When Ruiz and Perales protested Mon-taño’s treatment, officers arrested them, too, twice knocking Ruiz to the ground. By now a group of Montaño’s friends had assembled, as well as additional police back-up, including Officers Hopkins, Skol, Maresso, Tamez, and Zeleswki. When David Mendez attempted to leave the scene, he warned the officers, “I’ll see you on Channel 5 News.” An officer arrested him, tackling him and repeatedly kicking him in the ribs and stepping on his face in the process. Officer Zeleswki arrested Yesenia Mendez as well when she asked why her husband (David) and brother (Montaño) had been arrested.

The arrestees were transported to the Tenth District police station.

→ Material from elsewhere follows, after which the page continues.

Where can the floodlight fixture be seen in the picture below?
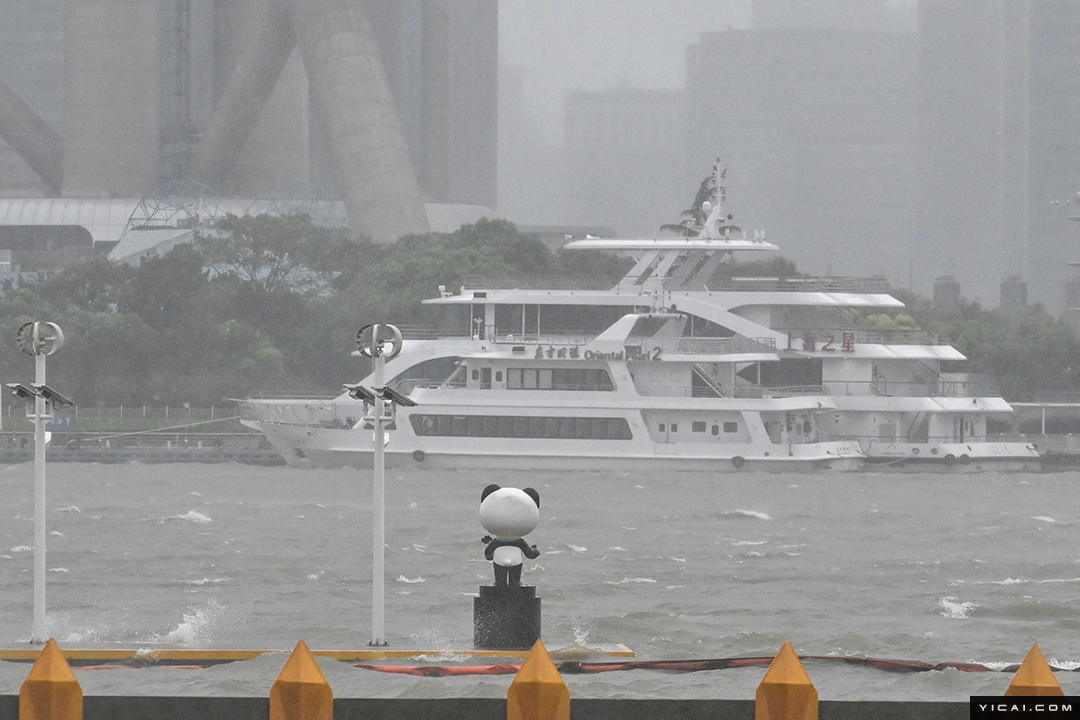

Montaño suffered more beatings at the station, and all of the plaintiffs were subjected to a variety of racial epithets and other verbal abuse. Montaño, Perales, and Ruiz were strip-searched. Yesenia Mendez was later transferred to the Eleventh District station, where she, too, was strip-searched. All told, Montaño and his friends were held for some four hours. Although Mon-taño, Perales, and Ruiz needed medical treatment as a result of their confrontation with police, none was provided. All the plaintiffs were charged with various combinations of disorderly conduct, drinking on a public way, and resisting arrest, and then released. Some time later, all charges were dropped.

Two months later, on November 19, 1997, Montaño filed a nine-count complaint against the City of Chicago and sixteen individual defendants. Five of the counts advanced federal-law claims under 42 U.S.C. §§ 1983 and 1985 (excessive force, false arrest, malicious prosecution, failure to intervene, and conspiracy), and four raised state-law claims (battery, false ar *596 rest, malicious prosecution, and intentional infliction of emotional distress). Eight out of the nine counts raised claims against the individual officers. The remaining count was a federal claim against the City based on Monell v. Department of Social Services, 436 U.S. 658, 98 S.Ct. 2018, 56 L.Ed.2d 611 (1978). On September 25, 2001, after the completion of discovery, the district court granted summary judgment to the City on some of the counts against the individual officers, and, acting on its own initiative, decided to relinquish jurisdiction over the state-law claims. On October 10, 2001, Montaño filed the dismissed state-law claims in Illinois state court.

The federal-law claims proceeded to trial in the district court. On November 15, 2001, at the conclusion of the presentation of Montaño’s case-in-chief, the district court granted judgment as a matter of law in favor of the officers on all but two of the remaining counts. At this point, only Montaño’s individual claim against Officer Lopez for excessive force and Yesenia Mendez’s claim against Officer Lambert, alleging an illegal strip search remained to be decided. The district court declared a mistrial on those two counts. The court also noted its displeasure with the plaintiffs and threatened sanctions, stating its belief that the plaintiffs were inspired to bring their suit by the Rodney King incident, rather than a desire to obtain compensation for their injuries.

On November 27, 2001, before the two remaining claims could be retried, the court denied the City’s Rule 59 motion to reconsider its September 25 dismissal of the state-law claims. The district court, once again acting on its own, then entered an order staying the federal litigation pending the resolution of the state-court action. This order was not accompanied by a memorandum and did not otherwise state the grounds on which the stay was to be entered or the form of abstention that the court was invoking.

Montaño filed an interlocutory appeal on December 18, 2001, challenging the district court’s grant of summary judgment to various of the defendants in the September 25 order. The appeal also sought a writ of mandamus to overturn various discovery orders. The City filed a cross-appeal on January 2, 2002, seeking review of the September 25 order refusing to retain supplemental jurisdiction over the state-law claims, and also that portion of the November 27 order that stayed the federal action pending resolution of the state-court proceedings.